Ah it starts to make sense :slight_smile: nlbwmon is configured to keep at most 24 generations (24 months) of data, but september 2023 is way more than 24 months in the future so the old file gets purged because it is considered stale.

The bogus time is introduced by /etc/init.d/fixtime which sets the initial pre-NTP system time to the latest modification time of all files found in /etc.

Please run ls -lhR /etc/ | grep 2023 and perform a touch on every found file to set its modtime to the current RTC adjusted time.

Already checked on this in the meantime. :slight_smile:

I found the "fixtime" script and copied/modified it to see which file is causing the issue. In my case, it's

root@WRT1200AC:/mnt/data/stuff# sh newest
/etc/uhttpd.key
root@WRT1200AC:/mnt/data/stuff# ls -lh /etc/uhttpd.key
-rw-r--r-- 1 root root 1.7K Sep 10 2023 /etc/uhttpd.key
root@WRT1200AC:/mnt/data/stuff#

So I did

root@WRT1200AC:/mnt/data/stuff# touch /etc/uhttpd.key
root@WRT1200AC:/mnt/data/stuff# ls -lh /etc/uhttpd.key
-rw-r--r-- 1 root root 1.7K Jan 9 10:23 /etc/uhttpd.key
root@WRT1200AC:/mnt/data/stuff#

Then I generated some traffic.

Unfortunately, no success yet. But I think I know why: on boot, my sdcard gets mounted as root (I ran out of space), so when booting, the ubi file system is still mounted and the timestamp probably pulled from there. Do you know what device I have to mount to access the ubi "/" partition?

Success! I rebooted without the sdcard to have access to the internal file system (didn't know how to mount it manually), and "touch"ed both uhttp* files in /etc. Now it works!

edit: I tried mounting ubi, but I guess I need the correct parameters (in my case it's /dev/ubi0_1).
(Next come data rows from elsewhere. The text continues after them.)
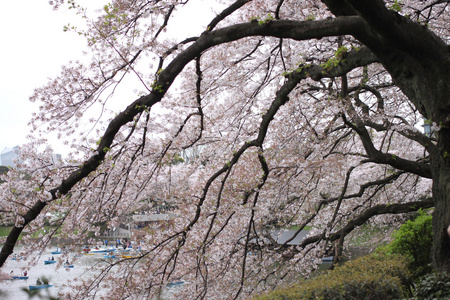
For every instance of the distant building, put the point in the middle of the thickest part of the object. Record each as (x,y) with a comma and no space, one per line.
(8,155)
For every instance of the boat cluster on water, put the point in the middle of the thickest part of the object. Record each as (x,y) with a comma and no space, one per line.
(108,253)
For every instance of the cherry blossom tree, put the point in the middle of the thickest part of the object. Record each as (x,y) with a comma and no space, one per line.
(293,114)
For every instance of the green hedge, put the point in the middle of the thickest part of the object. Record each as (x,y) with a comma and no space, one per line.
(413,240)
(372,277)
(433,286)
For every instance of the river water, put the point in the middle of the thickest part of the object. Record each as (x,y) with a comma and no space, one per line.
(57,276)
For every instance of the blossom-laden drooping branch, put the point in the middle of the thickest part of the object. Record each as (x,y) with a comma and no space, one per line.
(276,115)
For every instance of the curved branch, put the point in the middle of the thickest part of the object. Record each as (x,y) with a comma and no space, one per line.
(376,210)
(278,28)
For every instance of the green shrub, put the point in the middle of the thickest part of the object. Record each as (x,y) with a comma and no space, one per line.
(375,276)
(413,240)
(433,286)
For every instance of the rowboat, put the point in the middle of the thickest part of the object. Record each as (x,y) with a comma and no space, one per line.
(57,251)
(171,284)
(129,256)
(47,262)
(99,250)
(42,286)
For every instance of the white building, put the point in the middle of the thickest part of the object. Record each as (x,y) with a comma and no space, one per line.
(8,155)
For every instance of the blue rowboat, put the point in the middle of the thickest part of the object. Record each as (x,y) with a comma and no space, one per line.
(37,287)
(47,262)
(171,284)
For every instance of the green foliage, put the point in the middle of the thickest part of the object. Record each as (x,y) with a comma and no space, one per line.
(433,286)
(336,59)
(397,6)
(375,276)
(413,240)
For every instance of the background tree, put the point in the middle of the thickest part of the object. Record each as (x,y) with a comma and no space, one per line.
(299,113)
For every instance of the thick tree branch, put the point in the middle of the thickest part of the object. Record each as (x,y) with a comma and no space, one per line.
(377,210)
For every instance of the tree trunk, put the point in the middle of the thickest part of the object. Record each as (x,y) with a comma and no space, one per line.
(440,253)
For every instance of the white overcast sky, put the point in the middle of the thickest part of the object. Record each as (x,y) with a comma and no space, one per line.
(34,47)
I was hoping to fix my issues with luci-app-statistics along the way, but unfortunately those stats still get cut off after a reboot and don't get repopulated. Ah well, 2 out of 3 ain't so bad. :slight_smile:

Reached my post limit now, just in time.

edit2: false alarm regarding luci-app-statistics, it works fine.

edit3 since it's my only way of posting right now: do you have a paypal donation option? I'd be glad to contribute. :slight_smile:

Ah great. I think to get access to the internal overlay without having to remove the SD card you need to mount the right /dev/ubiblockX_Y device.

You can also look at bandwidthd or darkstat for monitoring: both are in LEDE.